- Born: 1877 Indore State, India
- Died: Unknown Indore
- Occupations: Scholar, Prime Minister of Dewas, Titled Sardar of Indore
- Years active: British India
- Spouse: Kamla bai Kibe
- Children: Indirabai Bhadkamkar, Sharad Kibe, Sushilabai Dandekar, Arvind Kibe

Academic work
- Notable works: Location of Lanka and Studies in Indian States Currencies

= Madhav Vinayak Kibe =

Sardar Madhavrao Vinayak Kibe (1877–Unknown) was a scholar from Indore State, India. He was from the Karhade Brahmin Kibe family founded by Vithalrao Mahadeo Kibe, known as Tantya Jog, the Prime Minister to Maharaja Malhar Rao Holkar.

==Education==

He was the first alumnus of Daly College to pass. He obtained his B.A. degree in 1899 and M.A. degree 2 years later from the Muir Central College, Allahabad.

==Work==

After completing his education he served as an Honorary Secretary to the Indore darbar for a few years. Later, he was taken on the staff of the Agent of Governor-General in Central India as Honorary Attaché and Magistrate. In 1911, he was appointed to officiate as Diwan to the Raja Saheb of Dewas, Junior Branch. He was made a Rao Bahadur in June 1912.
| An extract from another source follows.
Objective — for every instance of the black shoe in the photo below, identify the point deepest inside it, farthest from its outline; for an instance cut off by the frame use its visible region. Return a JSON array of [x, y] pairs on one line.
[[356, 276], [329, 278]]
He presided over Marathi Sahitya Sammelan held in Mumbai in 1926. He also attended Round Table Conference in London along with his spouse. He and his wife were the member of Congress.
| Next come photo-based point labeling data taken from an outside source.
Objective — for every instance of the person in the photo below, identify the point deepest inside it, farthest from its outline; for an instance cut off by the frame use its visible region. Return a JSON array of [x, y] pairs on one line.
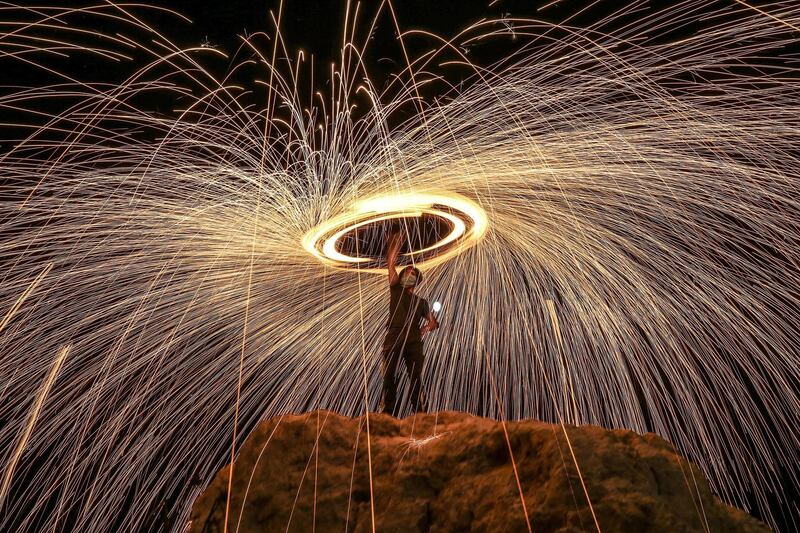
[[403, 333]]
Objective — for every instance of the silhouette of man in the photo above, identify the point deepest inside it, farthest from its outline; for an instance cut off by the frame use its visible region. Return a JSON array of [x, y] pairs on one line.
[[404, 334]]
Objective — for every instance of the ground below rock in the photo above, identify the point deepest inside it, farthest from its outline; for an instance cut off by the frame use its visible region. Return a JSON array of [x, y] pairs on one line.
[[453, 472]]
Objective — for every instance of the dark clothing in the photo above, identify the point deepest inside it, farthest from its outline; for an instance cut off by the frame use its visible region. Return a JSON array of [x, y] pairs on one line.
[[405, 313], [403, 341], [412, 357]]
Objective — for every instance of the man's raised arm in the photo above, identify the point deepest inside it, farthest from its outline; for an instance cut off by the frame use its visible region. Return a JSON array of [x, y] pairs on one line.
[[392, 251]]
Location of Lanka and Studies in Indian States Currencies were two among his works.

==Personal life==

Sardar Madhavrao Kibe was born to Vithalrao Kibe. Kibe's were Jagirdars and Sahukars. The saying goes Holkar ka raaj aur Kibe ka byaaj. He was married to Kamlabai Kibe who was a notable social worker. He has four children. The eldest daughter Indirabai was married to Bal Krishna Vasudev Bhadkamkar an I.C.S Officer. His son Sharad Kibe was married to Shakuntala bai Kibe who was a Patwardhan princess from Kurundwar junior. His younger daughter was married to I.C.S. Officer Narayan Dandekar. His granddaughter Layla raje Patwardhan was the Rajmata of Jamkhandi. His grandson, Ashok Bhadkamkar died as Indian Ambassador.